The United States Congress bipartisan lawmakers are urging the Biden administration to investigate Chinese company TPLink Technologies (also known as TP-Link) and its affiliated enterprises over concerns that the WiFi routers produced by these companies could be used as tools for cyberattacks against the United States, posing a threat to national security.
According to Reuters, on Tuesday, August 13, John Moolenaar, a Republican member leading the House Committee on the Communist Party, and Raja Krishnamoorthi, a Democratic member, sent a letter to the Department of Commerce requesting an investigation into TP-Link.
According to research firm IDC, TP-Link, which focuses on the consumer market, is the world’s largest vendor of WiFi routers in terms of sales volume.
In their request for an investigation, U.S. lawmakers highlighted known vulnerabilities in TP-Link firmware and instances where their routers were used to attack government officials in European countries.
“…we request the Department of Commerce to verify the threats posed by (Chinese-affiliated small office/home office) routers, especially those provided by TP-Link, the world’s largest manufacturer,” the lawmakers wrote in their letter to Commerce Secretary Gina Raimondo.
They described this as an “urgent national security issue.”
The Department of Commerce stated that it would respond to the letter through appropriate channels. The Chinese Embassy hopes that relevant departments will have “sufficient evidence” when identifying network-related events, rather than baseless speculation and accusations.
TP-Link was founded in 1996 in Shenzhen, China, by two brothers. The company did not immediately respond to requests for comments.
This letter indicates that both parties in the United States are increasingly concerned that Beijing may use routers and other devices originating from China to launch cyberattacks on U.S. government and businesses.
Last year, the U.S. and its allies, along with Microsoft, disclosed a network attack activity related to Beijing known as “Volt Typhoon.” Chinese hackers attempted to cover subsequent attacks on critical U.S. infrastructure by controlling privately owned routers.
However, the Justice Department stated in January that the vast majority of affected routers appeared to be from Cisco and NetGear.

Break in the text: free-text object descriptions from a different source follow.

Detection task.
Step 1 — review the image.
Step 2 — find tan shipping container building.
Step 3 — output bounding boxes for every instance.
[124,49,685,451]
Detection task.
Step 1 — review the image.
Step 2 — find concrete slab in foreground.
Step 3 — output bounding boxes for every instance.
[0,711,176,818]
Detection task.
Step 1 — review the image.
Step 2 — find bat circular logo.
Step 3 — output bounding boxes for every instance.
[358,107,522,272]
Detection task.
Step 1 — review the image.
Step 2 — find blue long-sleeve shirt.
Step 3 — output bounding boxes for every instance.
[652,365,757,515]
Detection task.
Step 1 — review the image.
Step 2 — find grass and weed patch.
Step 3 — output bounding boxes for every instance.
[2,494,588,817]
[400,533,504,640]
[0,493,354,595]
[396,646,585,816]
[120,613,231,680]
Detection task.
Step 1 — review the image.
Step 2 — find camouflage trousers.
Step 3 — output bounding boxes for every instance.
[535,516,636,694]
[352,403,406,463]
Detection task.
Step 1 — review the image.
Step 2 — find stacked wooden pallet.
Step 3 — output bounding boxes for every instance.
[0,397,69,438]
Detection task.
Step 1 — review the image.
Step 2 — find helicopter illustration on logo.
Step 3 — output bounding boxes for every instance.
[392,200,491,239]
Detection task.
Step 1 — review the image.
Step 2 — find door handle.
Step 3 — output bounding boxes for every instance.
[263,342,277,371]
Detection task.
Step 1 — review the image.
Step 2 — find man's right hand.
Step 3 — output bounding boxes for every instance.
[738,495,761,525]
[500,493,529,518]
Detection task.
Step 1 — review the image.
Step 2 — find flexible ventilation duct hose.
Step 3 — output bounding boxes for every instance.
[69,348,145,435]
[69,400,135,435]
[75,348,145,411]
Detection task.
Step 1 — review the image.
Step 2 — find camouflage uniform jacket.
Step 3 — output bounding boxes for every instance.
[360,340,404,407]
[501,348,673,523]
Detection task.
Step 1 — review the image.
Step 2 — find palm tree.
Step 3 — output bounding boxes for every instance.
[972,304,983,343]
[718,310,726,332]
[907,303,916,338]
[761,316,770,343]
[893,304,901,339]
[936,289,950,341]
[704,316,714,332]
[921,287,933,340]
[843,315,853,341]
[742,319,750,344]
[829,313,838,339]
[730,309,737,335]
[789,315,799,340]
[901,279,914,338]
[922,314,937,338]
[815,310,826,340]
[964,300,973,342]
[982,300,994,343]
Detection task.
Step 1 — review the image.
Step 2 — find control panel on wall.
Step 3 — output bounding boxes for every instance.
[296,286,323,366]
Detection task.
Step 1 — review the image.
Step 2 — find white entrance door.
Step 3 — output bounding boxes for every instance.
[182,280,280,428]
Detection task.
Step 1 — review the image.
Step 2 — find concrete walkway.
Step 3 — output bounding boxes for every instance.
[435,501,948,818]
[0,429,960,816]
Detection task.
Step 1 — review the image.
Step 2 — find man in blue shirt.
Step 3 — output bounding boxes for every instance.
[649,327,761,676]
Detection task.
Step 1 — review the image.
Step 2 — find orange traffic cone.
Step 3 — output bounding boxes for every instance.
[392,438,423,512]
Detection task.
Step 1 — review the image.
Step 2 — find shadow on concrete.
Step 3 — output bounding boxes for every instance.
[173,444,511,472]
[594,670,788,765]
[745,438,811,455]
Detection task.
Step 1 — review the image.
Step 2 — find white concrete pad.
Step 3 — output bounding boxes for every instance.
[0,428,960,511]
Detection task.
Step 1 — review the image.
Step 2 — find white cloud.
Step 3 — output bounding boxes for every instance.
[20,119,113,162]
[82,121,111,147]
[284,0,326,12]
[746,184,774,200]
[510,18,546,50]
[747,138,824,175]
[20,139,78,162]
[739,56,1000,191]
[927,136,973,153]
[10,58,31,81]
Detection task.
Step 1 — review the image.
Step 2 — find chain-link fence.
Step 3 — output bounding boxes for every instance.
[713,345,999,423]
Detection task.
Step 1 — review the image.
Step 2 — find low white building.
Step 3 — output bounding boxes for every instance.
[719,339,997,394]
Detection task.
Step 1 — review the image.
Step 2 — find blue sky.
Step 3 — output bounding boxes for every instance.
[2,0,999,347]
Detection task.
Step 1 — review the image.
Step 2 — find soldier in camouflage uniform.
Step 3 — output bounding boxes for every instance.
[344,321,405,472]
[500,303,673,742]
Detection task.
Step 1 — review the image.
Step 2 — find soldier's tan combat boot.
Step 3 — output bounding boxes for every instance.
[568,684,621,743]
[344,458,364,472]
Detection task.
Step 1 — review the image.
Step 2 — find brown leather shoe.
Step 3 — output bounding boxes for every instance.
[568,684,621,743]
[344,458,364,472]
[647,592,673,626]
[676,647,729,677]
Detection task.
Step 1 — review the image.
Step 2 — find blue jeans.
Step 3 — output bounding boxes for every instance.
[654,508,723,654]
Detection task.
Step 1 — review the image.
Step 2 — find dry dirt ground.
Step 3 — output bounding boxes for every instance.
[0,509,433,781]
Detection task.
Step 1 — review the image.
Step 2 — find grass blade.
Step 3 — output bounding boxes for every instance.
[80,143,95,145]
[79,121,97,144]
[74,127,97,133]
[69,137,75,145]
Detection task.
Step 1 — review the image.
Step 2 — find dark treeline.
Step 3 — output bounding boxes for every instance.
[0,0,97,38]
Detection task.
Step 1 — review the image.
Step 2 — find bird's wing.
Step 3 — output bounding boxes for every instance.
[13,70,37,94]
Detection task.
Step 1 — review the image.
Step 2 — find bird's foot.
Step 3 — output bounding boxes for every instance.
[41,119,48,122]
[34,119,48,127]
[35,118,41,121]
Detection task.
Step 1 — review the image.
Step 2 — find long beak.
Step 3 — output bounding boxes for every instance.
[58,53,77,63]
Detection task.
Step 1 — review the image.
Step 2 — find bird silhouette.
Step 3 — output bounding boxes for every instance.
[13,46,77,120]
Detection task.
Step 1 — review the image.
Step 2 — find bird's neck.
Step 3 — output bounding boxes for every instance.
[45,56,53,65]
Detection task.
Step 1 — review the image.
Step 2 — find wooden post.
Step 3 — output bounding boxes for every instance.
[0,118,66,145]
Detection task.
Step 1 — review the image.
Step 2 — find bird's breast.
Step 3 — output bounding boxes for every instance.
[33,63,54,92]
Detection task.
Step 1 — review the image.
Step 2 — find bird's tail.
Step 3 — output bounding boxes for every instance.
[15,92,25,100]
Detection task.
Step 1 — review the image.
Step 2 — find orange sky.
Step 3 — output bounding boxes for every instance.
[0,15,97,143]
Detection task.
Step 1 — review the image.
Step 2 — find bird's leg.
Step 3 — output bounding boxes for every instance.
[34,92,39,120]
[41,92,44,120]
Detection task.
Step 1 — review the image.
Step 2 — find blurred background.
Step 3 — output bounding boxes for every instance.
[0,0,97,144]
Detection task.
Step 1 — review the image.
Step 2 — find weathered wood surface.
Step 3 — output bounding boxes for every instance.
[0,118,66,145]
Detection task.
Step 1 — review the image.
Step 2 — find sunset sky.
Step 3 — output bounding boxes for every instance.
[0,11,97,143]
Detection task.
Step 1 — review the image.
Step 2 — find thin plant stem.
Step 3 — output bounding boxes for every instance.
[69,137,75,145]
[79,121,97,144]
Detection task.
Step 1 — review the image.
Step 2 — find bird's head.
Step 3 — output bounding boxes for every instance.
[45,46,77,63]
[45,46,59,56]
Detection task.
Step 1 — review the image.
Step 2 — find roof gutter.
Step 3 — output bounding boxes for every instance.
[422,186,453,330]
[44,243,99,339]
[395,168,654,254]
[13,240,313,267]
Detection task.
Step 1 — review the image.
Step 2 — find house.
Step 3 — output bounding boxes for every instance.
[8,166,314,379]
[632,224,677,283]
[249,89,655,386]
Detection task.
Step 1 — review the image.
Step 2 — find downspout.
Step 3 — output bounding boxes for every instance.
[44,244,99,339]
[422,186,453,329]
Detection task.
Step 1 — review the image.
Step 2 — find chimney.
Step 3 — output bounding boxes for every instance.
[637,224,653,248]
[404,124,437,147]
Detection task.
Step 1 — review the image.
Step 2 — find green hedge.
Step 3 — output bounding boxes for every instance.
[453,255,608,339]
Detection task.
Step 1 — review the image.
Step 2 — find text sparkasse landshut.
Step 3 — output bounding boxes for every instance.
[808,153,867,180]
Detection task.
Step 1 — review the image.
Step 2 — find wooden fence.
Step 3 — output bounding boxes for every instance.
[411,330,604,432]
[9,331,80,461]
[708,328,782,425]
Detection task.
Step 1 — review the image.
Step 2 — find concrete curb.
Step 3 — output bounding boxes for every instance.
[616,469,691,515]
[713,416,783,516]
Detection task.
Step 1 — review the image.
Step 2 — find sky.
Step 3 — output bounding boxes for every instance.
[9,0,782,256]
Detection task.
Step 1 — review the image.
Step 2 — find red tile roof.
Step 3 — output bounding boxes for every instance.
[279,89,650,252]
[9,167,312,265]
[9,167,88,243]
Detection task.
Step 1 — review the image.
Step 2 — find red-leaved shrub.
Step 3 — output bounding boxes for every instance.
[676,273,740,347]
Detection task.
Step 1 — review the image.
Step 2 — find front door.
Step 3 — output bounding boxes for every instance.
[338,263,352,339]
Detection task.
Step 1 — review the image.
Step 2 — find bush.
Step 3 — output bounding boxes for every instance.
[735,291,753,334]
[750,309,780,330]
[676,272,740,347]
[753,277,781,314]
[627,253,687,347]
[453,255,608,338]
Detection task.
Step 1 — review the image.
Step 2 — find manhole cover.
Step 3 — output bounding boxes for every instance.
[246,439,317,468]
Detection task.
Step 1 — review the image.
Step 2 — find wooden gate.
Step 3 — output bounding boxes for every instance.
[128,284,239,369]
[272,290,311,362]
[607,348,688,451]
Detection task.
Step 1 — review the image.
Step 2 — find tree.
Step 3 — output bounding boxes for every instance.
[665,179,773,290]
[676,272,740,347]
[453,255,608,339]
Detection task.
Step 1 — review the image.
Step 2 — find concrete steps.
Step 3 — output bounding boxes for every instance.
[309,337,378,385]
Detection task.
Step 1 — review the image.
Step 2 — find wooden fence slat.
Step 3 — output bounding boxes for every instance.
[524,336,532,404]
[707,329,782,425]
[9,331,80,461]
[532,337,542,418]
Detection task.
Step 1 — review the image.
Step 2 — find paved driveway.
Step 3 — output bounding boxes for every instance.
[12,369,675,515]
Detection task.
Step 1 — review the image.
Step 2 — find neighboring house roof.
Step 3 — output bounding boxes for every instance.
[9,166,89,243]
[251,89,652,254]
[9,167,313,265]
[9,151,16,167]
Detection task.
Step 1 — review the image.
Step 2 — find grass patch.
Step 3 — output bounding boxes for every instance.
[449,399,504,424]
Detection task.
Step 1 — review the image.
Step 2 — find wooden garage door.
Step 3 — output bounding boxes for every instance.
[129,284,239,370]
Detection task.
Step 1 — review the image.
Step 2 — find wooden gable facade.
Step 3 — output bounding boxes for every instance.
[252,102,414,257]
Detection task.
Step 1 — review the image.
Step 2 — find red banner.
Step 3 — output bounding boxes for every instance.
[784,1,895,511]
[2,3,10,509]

Last year, the U.S. Cybersecurity and Infrastructure Security Agency stated that TP-Link routers had a vulnerability that could be exploited to execute remote code.
Around the same time, the U.S. security firm Check Point reported that hackers associated with a Beijing-backed organization used malicious firmware implanted in TP-Link routers to attack European diplomatic officials.
The Department of Commerce has broad powers; if products from “hostile” countries such as China, Russia, Cuba, Iran, North Korea, and Venezuela pose risks to national security, the Commerce Department can prohibit or restrict U.S. companies from transacting with Internet, telecommunications, and technology companies in those countries.